If Mexico starts importing from Argentina (which may help Argentina, actually), when and why do they shift back to us?  Because we're cheaper?  Yeah, that's gonna help American agriculture.  Eventually they might, but "eventually" don't feed the bulldog today.  This is the  kind of "deal" Donald Trump has struck by erecting trade barriers and imposing tariffs.  Farmers are feeling it first, but they understand the business of agricultural sales.  Trump doesn't.  Trump, it seems, doesn't understand anything.  He's not just a bull in a china shop, he's a stupid bull in a china shop who thinks he's doing a good thing.

This will not end well.  In the meantime, can we get the media to start understanding (as NPR finally did, today, on a report I was just listening to) that if Trump says he has a "deal," he has bupkis?  After Singapore and Helsinki and now the meeting with Andreeva (and the announcement made about it), isn't it time to be severely skeptical of what the President says?  I mean, the number of lies he makes in a day are already to stuff of legend; shouldn't that tell us something?

He is a profoundly ignorant man.  This is not a good thing.

2 comments:

  1. I would like to think this will put the end to the absurd idea that what we need is a businessman for president, something which I've heard people say my entire life and it was as stupid an idea in the beginning as it's turned out in real life.
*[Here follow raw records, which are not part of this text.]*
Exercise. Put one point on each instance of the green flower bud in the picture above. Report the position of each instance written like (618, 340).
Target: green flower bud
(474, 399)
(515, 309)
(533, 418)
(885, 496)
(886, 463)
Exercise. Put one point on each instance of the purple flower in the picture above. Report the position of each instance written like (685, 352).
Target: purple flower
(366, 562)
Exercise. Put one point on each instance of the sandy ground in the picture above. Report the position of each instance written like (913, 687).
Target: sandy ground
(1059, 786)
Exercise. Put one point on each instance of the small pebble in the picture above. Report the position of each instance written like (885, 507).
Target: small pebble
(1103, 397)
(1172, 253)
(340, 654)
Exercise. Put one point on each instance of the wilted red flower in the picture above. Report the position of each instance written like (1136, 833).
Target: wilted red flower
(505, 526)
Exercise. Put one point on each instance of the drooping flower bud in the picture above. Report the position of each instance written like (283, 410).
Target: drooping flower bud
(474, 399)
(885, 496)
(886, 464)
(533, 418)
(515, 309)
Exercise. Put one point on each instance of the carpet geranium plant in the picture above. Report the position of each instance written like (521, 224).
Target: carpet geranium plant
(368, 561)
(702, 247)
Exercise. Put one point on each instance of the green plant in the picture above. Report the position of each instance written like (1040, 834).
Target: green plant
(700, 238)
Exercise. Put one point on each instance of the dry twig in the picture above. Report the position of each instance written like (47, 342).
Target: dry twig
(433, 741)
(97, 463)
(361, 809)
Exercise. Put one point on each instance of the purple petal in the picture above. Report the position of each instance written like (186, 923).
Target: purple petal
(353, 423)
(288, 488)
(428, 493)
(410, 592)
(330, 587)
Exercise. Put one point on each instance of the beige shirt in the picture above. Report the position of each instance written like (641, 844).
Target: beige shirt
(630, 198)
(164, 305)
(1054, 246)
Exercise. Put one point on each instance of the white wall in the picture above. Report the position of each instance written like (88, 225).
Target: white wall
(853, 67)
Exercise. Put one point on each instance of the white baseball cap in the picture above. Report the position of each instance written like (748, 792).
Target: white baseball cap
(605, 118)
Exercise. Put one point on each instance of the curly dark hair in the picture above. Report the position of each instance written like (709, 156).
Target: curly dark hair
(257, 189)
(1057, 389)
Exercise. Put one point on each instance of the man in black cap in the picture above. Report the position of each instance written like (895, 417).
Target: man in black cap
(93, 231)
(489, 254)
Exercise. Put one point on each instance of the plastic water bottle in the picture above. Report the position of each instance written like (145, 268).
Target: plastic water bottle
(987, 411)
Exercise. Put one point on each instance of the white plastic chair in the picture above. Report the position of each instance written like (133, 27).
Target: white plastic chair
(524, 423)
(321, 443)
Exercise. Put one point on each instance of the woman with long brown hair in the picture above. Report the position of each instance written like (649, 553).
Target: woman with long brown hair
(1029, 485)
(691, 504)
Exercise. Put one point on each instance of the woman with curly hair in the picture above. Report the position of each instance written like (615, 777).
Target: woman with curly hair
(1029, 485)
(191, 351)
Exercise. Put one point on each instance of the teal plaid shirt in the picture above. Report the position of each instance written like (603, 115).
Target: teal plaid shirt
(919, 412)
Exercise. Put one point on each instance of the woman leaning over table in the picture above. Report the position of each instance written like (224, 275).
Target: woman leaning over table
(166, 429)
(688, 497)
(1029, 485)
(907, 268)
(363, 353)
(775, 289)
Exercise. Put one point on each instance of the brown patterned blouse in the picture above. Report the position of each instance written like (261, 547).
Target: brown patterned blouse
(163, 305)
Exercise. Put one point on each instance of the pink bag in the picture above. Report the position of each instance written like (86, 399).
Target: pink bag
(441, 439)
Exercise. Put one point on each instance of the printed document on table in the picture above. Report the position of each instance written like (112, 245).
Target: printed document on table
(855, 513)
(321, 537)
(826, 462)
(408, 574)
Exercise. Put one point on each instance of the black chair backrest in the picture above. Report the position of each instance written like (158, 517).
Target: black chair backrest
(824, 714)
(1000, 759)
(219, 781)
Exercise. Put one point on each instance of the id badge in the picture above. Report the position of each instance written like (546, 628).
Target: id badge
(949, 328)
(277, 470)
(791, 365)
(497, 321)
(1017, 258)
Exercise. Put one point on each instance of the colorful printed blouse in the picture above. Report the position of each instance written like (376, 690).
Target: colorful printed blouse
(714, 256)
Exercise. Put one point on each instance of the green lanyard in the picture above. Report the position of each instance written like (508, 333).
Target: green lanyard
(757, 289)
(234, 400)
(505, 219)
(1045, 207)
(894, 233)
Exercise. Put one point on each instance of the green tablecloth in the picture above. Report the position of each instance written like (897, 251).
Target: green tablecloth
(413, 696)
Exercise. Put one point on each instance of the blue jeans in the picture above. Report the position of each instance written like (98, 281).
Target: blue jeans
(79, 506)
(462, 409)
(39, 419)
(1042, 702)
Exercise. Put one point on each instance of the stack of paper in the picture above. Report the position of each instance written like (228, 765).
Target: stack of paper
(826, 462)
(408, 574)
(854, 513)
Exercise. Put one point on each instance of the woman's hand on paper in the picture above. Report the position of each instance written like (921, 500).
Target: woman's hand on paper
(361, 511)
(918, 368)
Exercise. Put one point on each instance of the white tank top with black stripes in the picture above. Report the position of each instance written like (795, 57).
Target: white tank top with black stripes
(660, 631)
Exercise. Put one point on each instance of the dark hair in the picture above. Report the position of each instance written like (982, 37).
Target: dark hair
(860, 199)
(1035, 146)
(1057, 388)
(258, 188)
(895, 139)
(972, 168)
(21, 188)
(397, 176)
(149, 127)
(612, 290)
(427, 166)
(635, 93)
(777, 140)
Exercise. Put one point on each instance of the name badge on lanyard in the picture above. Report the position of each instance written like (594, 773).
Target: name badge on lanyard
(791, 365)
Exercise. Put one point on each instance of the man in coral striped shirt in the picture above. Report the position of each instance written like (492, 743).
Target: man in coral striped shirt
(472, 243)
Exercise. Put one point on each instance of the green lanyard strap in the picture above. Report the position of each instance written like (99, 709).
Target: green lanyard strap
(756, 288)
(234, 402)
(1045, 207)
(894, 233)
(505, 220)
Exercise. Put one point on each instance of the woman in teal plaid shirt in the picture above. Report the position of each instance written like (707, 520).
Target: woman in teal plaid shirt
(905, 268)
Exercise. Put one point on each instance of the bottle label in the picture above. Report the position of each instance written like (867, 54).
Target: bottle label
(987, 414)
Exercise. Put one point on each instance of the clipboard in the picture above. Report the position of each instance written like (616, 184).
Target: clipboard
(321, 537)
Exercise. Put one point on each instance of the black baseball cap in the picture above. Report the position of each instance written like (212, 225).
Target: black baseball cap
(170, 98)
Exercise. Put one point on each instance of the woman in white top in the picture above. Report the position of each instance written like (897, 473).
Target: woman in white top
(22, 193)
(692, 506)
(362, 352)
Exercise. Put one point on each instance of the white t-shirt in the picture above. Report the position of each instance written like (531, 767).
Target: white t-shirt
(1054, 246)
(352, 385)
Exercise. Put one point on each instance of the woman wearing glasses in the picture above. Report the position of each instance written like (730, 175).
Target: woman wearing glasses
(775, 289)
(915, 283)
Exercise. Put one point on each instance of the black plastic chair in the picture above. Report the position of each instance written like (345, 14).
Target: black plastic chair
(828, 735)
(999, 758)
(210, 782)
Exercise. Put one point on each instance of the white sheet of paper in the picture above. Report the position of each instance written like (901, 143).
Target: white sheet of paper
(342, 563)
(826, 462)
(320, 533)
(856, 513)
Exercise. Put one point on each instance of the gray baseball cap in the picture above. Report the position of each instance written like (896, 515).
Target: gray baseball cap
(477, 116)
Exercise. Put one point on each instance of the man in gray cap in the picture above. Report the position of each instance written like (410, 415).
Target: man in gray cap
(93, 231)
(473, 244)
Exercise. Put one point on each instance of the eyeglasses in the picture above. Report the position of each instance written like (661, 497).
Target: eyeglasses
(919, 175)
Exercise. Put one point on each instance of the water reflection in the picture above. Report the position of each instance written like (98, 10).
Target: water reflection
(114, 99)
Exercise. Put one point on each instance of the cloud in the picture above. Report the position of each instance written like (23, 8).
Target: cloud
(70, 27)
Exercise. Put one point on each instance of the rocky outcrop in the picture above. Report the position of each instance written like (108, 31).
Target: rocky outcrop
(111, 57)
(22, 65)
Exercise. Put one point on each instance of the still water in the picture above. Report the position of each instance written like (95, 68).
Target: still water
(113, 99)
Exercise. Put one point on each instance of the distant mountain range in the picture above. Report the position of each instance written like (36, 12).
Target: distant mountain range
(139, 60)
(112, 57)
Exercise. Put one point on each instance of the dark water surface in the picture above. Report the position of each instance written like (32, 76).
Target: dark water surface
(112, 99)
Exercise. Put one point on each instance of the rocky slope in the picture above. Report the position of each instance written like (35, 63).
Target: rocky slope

Remember when they touted Bush W II as a businessman?

    If the Democrats don't win back the Congress this fall there's going to be at least a depression, I can't see Democrats stepping in to save it again unless they are in control of both houses. It's not as if it worked out all that well when they did.

    Trump will be the man who finally broke through the rotted out Constitution of the United States, floorboards, joists, even the nails, rotted.

    ReplyDelete
  2. Korea cannot nuke us soon enough.